A mesma narrativa utilizada no caso de Mayara que transforma uma mera usuária de maconha em uma delinquente habitual que representa risco à segurança pública toca como um disco arranhado nos tribunais de justiça de Pernambuco. Além disso, sob a justificativa de que servidores públicos não têm motivação para prejudicar qualquer cidadão, a fé pública é utilizada erroneamente por analogia pelos juízes que presidem o processo penal. Baseada em um conceito do direito administrativo e, portanto, sem status constitucional, esse recurso viola o princípio da presunção de inocência, previsto na CF/88.

 

Se contextualizarmos esse pressuposto com a atual política de segurança pública adotada no estado de Pernambuco, o Pacto pela Vida, que bonifica a atuação da polícia e a apreensão de drogas, a imparcialidade dos agentes de segurança pública tornasse ainda mais contestável.
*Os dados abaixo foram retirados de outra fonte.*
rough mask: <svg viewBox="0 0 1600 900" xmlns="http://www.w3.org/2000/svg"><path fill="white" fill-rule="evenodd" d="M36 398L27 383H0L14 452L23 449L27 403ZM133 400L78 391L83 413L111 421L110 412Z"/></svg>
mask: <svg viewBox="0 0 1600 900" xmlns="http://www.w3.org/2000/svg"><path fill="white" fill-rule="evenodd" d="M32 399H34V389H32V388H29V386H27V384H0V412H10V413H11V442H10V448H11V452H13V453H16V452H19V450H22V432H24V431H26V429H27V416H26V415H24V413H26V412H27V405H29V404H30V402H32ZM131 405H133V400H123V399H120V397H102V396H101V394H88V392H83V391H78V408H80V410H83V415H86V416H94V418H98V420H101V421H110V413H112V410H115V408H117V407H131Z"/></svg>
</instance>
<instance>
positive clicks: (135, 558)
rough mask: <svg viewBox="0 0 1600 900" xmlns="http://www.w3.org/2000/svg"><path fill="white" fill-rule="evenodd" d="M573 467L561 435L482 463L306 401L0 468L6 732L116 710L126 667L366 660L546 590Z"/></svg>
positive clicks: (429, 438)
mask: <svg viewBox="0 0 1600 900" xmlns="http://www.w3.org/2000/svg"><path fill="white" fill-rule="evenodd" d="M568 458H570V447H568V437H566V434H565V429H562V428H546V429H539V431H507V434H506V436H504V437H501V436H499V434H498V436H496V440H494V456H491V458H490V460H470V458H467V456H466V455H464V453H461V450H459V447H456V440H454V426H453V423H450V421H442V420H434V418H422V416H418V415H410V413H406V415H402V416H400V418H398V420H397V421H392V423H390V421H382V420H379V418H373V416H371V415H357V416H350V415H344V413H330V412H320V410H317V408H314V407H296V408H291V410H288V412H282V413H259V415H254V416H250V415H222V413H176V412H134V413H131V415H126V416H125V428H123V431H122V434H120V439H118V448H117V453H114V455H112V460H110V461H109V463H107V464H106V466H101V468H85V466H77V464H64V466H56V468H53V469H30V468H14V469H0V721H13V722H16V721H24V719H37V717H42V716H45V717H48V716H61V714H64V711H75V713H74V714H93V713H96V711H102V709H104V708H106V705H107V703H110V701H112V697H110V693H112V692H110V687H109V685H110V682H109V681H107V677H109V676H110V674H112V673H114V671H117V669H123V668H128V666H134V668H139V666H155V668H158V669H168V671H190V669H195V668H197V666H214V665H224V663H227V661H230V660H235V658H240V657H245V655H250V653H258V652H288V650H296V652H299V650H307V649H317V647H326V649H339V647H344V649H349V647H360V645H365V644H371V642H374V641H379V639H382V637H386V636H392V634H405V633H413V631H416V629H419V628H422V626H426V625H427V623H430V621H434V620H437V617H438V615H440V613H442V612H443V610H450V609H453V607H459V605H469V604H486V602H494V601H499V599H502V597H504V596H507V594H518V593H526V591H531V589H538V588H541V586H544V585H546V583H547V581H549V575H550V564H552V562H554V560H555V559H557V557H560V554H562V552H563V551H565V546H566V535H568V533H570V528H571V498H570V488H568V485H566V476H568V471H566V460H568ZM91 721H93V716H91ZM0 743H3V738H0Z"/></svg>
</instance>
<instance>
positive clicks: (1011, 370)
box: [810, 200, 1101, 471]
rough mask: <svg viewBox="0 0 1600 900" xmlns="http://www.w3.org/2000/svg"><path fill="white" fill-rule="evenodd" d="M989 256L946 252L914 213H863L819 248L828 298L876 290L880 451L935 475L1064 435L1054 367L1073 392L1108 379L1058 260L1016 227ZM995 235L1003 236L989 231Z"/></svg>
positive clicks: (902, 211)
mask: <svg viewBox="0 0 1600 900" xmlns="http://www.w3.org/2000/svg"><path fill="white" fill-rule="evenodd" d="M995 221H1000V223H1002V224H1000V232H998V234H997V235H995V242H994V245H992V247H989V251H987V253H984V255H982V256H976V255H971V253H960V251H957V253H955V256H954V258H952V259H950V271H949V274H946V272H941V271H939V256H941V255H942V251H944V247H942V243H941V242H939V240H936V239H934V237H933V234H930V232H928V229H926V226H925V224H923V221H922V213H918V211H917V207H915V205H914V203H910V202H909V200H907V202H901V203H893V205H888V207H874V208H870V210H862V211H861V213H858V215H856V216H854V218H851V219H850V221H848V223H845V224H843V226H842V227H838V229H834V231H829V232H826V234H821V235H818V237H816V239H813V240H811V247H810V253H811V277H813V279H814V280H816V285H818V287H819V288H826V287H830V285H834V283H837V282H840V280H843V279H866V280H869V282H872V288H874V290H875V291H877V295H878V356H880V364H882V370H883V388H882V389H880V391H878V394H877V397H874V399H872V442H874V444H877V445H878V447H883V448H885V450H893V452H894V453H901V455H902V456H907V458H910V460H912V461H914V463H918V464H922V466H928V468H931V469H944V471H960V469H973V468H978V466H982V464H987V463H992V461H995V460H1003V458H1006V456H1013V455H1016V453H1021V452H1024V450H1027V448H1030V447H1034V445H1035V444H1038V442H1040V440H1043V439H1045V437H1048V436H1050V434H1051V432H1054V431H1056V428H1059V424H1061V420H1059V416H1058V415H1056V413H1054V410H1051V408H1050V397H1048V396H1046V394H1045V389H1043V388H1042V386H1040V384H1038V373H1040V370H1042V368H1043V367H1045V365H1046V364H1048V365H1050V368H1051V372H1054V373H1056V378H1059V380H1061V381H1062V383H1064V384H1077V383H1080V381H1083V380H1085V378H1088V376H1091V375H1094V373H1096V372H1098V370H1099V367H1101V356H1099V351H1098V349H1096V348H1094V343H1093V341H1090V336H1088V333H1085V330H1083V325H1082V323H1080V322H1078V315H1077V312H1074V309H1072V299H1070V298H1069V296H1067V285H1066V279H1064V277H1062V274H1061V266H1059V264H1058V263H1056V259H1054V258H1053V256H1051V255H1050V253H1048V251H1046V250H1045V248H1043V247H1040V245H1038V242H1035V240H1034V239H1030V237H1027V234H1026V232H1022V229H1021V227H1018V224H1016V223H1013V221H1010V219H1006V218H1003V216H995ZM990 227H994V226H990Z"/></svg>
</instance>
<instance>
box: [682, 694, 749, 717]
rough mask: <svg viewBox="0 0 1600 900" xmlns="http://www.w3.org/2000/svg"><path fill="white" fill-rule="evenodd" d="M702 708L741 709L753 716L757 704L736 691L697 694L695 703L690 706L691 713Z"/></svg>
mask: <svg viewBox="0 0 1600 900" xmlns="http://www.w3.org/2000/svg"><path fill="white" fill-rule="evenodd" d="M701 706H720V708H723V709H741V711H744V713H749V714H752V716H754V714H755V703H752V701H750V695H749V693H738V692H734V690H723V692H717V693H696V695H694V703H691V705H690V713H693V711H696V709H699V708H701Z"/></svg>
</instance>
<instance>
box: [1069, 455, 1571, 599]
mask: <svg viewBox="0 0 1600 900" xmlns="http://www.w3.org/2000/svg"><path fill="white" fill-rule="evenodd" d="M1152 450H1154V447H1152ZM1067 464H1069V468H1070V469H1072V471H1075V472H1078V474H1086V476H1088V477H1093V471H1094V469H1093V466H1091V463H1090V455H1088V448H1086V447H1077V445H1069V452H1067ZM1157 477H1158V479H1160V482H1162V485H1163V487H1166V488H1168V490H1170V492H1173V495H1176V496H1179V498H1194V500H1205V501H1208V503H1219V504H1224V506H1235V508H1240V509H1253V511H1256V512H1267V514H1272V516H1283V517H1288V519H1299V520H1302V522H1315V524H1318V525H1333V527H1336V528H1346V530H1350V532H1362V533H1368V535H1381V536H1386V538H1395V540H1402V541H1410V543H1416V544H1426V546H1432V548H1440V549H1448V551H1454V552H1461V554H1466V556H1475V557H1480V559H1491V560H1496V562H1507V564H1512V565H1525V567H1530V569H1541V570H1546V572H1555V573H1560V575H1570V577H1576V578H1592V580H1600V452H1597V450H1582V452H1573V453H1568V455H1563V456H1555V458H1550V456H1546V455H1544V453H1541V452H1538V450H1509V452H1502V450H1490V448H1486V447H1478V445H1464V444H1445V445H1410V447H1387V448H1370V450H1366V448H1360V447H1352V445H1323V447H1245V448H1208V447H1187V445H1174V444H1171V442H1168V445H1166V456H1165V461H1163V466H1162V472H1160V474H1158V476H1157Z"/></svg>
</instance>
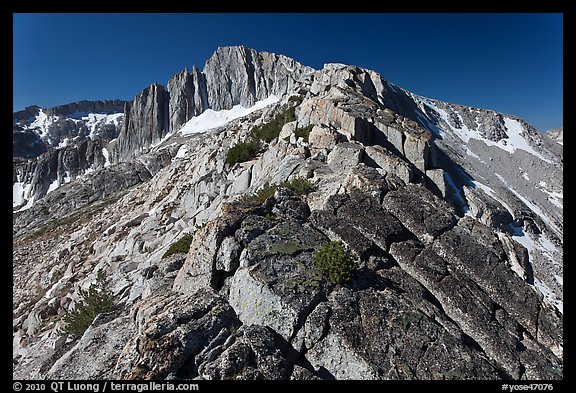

Ao nos debruçarmos sobre o processo de Mayara, percebe-se a prática de um direito penal alicerçado nas características do autor, em que as narrativas trazidas pelos policiais militares são ratificadas e tidas como verdades absolutas tanto pelo promotor quanto pelo juiz. A performance do promotor do Ministério Público e do magistrado confundem-se, criando uma simbiose que tem sua origem na abordagem policial e no inquérito. A narrativa (re)criada e materializada pelos operadores do direito penal reflete como a estrutura do sistema de justiça criminal nutre e se alimenta da ações de seus agentes.

¹ Para saber mais sobre Sherene H. Razack, ver o livro Race, Space and the Law. 2002.